Mistral Discord Summary

  • Mistral AI Discussion: Various aspects of Mistral AI were discussed broadly, such as limitations in verbosity and tokenizer differences, as noted by @.skyair, @flopsy1, and @meyelo. Suggestions for efficient system prompts and integrating certain technologies with Mistral 7B were also shared by @The Ledger Luminary and @.tanuj.. GitHub link to tokenizer discussion.
  • Deployment and Performance Insights: Observations on running Mistral AI on certain hardware like the A100 GPU and a Dell Precision 5500 laptop were mentioned by @builderx and @rorolembrouille respectively. Additionally, @rorolembrouille queried about AWS deployment costs and inference times, prompting a response of around 1 token/s from @frosty04212.
  • Fine-Tuning and Model Use: Community interest in finetuning the base model for specific applications was highlighted by @lerela casper_ai. @pradeep1148 further shared a YouTube video demonstrating the Mixture of Vectors (MoV) approach for efficient finetuning.
  • Model Comparison and Performance: Users, particularly @.gue22, compared Mistral with GPT-4, expressing dissatisfaction with specific Mistral responses. In contrast, @bam4d clarified suitable model comparisons, suggesting Mixtral or mistral-medium as higher-performing options.
  • Progress towards AGI and Collaboration: User @poltronsuperstar shared progress on using LLMs efficiently, planning a shift from GPT-4 to mistral-medium, and starting a project from scratch. The objective was to facilitate collaborative attempts towards AGI, inviting community participation.
  • Community Contributions and Requests: In addition to PRs aimed at persisting stats and enhancing docstrings/types, issues with markdown document generation and formatting problems with Mistral models were raised in a conversation involving @thesealman, @bam4d, and @poltronsuperstar. A community logo initiative was proposed by @m1337d in the #random channel.

Mistral Channel Summaries

▷ #general (20 messagesđŸ”„):

  • Mistral’s Verbosity: A discussion was initiated by @.skyair and @flopsy1 on the verbosity of Mistral’s responses, even to yes/no questions. @lee0099 suggested limiting tokens and using a stricter system prompt to mitigate this.
  • Tokenizer Differences: @meyelo and @sublimatorniq talked about the use of a different tokenizer in Mistral, with a link to its GitHub repository found here.
  • Prompt Instructions: @The Ledger Luminary provided advice on preparing a more effective system prompt for Mistral. They suggested changing a paragraph of instructions into an itemized list of constraints.
  • Combining Technologies: @ton1785 asked for insights and experiences on integrating GPT pilot or GPT Engineer with Mistral 7B. @.tanuj. offered their observations, mentioning that their work was closer to a “prompt -> functioning project” pipeline.
  • Issues with Flagged Content: @mka79 raised an issue about their therapy session content being flagged by OpenAI’s GPT-4 API. While the issue wasn’t resolved, the user expressed interest in using Mistral Medium for generating longer outputs.
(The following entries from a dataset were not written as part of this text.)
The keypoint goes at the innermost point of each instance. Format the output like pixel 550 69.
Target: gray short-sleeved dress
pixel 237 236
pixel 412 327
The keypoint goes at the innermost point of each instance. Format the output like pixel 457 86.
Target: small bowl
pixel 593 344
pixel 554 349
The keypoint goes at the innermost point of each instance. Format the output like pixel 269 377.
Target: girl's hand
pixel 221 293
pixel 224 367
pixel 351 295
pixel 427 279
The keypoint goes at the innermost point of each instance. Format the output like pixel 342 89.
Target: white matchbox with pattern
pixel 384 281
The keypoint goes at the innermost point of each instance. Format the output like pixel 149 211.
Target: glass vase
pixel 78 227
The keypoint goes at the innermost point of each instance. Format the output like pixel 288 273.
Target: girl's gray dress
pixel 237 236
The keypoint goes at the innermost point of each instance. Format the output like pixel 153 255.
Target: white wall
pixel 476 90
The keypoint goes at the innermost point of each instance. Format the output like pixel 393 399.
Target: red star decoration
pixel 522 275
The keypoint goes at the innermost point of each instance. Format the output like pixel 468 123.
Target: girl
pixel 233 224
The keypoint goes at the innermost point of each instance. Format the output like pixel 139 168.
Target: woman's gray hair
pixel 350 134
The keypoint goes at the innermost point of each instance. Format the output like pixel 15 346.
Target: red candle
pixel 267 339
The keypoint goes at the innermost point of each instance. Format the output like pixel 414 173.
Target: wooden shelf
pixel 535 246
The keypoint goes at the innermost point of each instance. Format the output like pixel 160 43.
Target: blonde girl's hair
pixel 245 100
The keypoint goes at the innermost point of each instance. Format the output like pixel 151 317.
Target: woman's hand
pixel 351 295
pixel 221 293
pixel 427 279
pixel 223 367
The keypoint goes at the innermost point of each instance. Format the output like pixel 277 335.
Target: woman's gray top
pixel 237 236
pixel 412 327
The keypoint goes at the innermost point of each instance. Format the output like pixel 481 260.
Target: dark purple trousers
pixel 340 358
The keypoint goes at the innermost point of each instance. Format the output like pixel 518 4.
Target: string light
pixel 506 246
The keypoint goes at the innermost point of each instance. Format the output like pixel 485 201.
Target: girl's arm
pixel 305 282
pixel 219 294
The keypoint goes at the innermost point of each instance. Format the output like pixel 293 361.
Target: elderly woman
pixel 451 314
▷ #models (9 messagesđŸ”„):

  • Using GPU for Model: @serhii_kondratiuk was trying to understand why his GPU wasn’t being used during computation. @iukea suggested checking the model’s load time and ensuring that the GPU was actually in use. @serhii_kondratiuk later found a solution by selecting GPU Offload and setting some layers for GPU utilization.
  • Clarification on RAM and VRAM: @iukea asked @serhii_kondratiuk to verify if he meant RAM or VRAM when discussing memory load. @serhii_kondratiuk did not answer the question directly but mentioned a solution that involved adjusting the GPU settings.
  • False Flags in Gemini: @mka79 raised an issue where Gemini was “consistently” false flagging. The error would appear when the response was 99% complete, which was found to be both amusing and annoying. The user did not provide a further context about the issue or a potential solution.

▷ #deployment (6 messages):

  • Mistral AI Performance on Different Systems: User @builderx indicated that the performance of the A100 GPU was disappointingly slow.
  • Query about Running Mistral AI on a Specific Laptop: @rorolembrouille asked whether they could run a Mistral AI open source LLM on their Dell Precision 5500 laptop, which has a decent GPU. @frosty04212 suggested they give it a try, noting that the optimal workflow would depend on their specific use case.
  • Inference Time for Mistral AI: @rorolembrouille queried if the computation could take hours in the worst case, to which @frosty04212 responded that unless using an inefficient system, the inference time is more likely to be around 1 token/s.
  • Cost Analysis for Running Mistral AI on AWS: @rorolembrouille inquired if anyone had calculated the cost per token for running the Mistral AI on AWS or a similar cloud platform. No specific answer was provided in the messages.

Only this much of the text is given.